The phrase “intelligent pop” is one of those that instinctively makes the hairs on the back of my neck stand up- in fear, rather than excitement, you understand. It usually conjures images of over indulged, public school boys writing lyrics that have seen far too many references back to a well thumbed thesaurus and a sense of overbearing pomposity that, frankly, does my head in.
It’s in this context then that we come to Oxford’s Jonquil, one of the many alter egos of the prolific Hugo Manuel, who you might better know as Chad Valley. Jonquil have that unerring knack of being able to push a number of the buttons that have indie rock critics falling over themselves in search of the most apposite superlative to ascribe to what is, fundamentally, some quite charming and uplfiting pop music.
“Point Of Go” is the collective’s latest record and it is a cheery, sunny little number, shorn of the band’s previously widdly widdly excesses that is delivered with an open heart and mind that I find myself warming to.

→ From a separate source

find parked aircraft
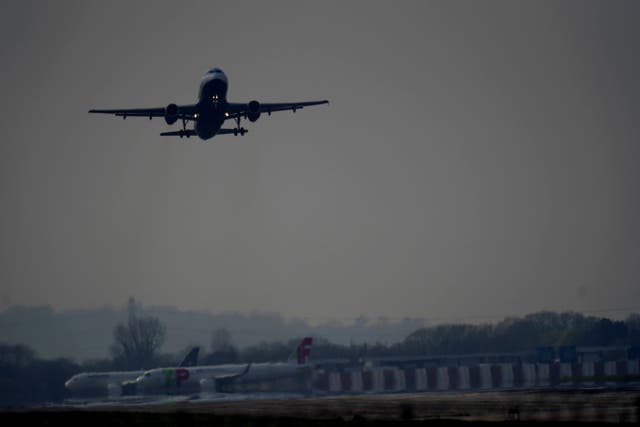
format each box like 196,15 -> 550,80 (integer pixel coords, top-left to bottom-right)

It is unquestionably intelligent pop- laced with expansive melodies, charming refrains but it’s all very nicely done and it doesn’t have me reaching for the axe to smash the stereo in, as many of this band’s ilk can have me doing.

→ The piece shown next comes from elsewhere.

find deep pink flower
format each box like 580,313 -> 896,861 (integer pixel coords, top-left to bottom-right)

Most of “Point Of Go” has an uplfifting, aspirational ambience. There are occasions when you want to shout “reign your necks in, lads” where a lyric is particularly arch or a musical interlude just a little bit too knowing but, by and large, these indulgences are forgivable. Just. “Point of Go” Parts 1 and 2 represent the centrepiece of a record that is perfect for that leisurely drive through the English countryside, Swells is a pop song that you want to root for almost instantly and there is a low melancholy running through “Real Cold” that is unexpected but quite welcome as a contrast point to the happy go luckiness that underscores the rest of the album.

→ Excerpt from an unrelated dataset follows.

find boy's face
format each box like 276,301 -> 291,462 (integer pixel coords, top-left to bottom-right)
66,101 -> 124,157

“Point Of Go” has plenty to recommend it if you like this sort of thing. Influences abound- you can insert the name of your favourite Indie guitar band here is you like- but there is a strong American influence here too: Fleet Foxes and Midlake are obvious influences. All of these things are, to these ears, very good things indeed but the influences are echoes rather than Xerox copies and I’m surprised that there hasn’t been more critical acclaim for “Point Of Go” as they remain something of an underground favourite rather than an overground mainstay. There’s no accounting for taste I suppose.
“Point Of Go” isn’t going to boil the ocean and is no epic but as the soundtrack to a Sunday morning, I can think of a lot worse ways to soundtrack your life. A modest and unassuming charm.